Abstract

The male predominance in atherosclerotic disease has been ascribed to differences in lipid and lipoprotein metabolism between men and women. The influences of estrogen and antiandrogen treatment on the cholesterol ester metabolism and lipoproteins in plasma in men were therefore studied. Forty-six men with carcinoma of the prostate were studied before and after 2 and 8 weeks' treatment with either polyestradiol phosphate and ethinyl estradiol or orchidectomy or the testosterone receptor-blocking gestagenic drug cyproterone acetate. The estrogen treatment increased the HDL-TC and the level of TGs in HDL and LDL and reduced the TC and LDL-TC simultaneously with elevations of the fractional and molar cholesterol esterification rates.
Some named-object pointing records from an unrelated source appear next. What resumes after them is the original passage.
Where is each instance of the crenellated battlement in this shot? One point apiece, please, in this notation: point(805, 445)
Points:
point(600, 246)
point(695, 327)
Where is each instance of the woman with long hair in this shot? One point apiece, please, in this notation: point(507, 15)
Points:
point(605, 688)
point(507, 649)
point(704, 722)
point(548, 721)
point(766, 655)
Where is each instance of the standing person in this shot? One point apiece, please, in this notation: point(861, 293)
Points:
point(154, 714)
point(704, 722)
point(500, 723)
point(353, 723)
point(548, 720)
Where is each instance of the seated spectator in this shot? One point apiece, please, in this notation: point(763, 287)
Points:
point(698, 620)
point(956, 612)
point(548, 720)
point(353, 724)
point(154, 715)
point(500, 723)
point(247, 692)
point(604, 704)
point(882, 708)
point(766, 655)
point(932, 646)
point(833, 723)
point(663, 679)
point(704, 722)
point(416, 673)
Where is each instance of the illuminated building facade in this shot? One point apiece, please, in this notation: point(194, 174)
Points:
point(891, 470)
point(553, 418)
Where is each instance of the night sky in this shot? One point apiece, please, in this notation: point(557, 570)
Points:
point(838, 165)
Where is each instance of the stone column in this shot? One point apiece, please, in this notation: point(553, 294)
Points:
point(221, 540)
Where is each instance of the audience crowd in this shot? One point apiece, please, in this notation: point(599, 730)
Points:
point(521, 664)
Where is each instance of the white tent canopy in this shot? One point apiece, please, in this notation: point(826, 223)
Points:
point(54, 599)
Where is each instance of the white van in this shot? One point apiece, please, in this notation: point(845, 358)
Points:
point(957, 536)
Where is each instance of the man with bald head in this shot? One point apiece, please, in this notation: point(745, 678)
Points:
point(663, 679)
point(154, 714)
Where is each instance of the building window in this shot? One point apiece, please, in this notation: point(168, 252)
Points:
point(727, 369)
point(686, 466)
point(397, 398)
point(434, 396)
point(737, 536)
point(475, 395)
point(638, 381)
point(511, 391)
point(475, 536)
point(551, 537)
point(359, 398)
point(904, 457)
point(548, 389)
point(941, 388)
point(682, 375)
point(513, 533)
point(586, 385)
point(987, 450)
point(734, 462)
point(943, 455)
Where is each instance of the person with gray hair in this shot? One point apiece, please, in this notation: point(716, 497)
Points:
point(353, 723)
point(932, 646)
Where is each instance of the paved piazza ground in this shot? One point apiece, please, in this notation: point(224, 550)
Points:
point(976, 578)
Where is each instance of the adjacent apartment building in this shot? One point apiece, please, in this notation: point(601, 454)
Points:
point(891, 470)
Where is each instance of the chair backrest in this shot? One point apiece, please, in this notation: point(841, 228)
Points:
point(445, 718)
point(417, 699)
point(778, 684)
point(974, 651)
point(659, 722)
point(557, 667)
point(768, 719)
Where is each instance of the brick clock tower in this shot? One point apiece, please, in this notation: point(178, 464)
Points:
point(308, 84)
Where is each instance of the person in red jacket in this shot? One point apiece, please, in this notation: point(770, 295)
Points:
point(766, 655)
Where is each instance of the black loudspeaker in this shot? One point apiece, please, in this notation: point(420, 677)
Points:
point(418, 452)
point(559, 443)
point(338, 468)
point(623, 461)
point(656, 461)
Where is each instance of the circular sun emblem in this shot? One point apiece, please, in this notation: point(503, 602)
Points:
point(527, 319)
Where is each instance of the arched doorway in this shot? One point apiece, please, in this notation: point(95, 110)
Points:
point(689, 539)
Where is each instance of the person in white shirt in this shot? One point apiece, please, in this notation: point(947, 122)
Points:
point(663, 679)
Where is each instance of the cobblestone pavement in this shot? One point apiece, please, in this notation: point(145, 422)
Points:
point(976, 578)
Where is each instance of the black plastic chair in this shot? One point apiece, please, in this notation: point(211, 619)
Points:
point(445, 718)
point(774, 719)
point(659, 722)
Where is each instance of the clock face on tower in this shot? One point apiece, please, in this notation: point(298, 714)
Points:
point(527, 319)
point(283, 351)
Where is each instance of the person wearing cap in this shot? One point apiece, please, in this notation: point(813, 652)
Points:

Orchidectomy caused only slight elevations of the TC level and the molar cholesterol esterification rate. Cyproterone acetate reduced the TC, LDL-TC, and HDL-TC concentrations simultaneously with an increase in the fractional cholesterol esterification rate. The alterations of TC and LDL-TC were positively correlated to the changes in the molar cholesterol esterification rate and negatively correlated to the alteration in the fractional cholesterol esterification rate. High doses of estrogen appeared to raise the TG level and the production of CE in plasma. Both estrogen and cyproterone acetate therapy lowered the LDL-TC level simultaneously with a raised fractional elimination of unesterified cholesterol as CEs from plasma. Although the testosterone production was practically eliminated by all three forms of treatment, there was no change of plasma lipoproteins common to all three groups. Therefore the lower estrogen level rather than the higher testosterone level might cause the lower HDL levels in men compared to women.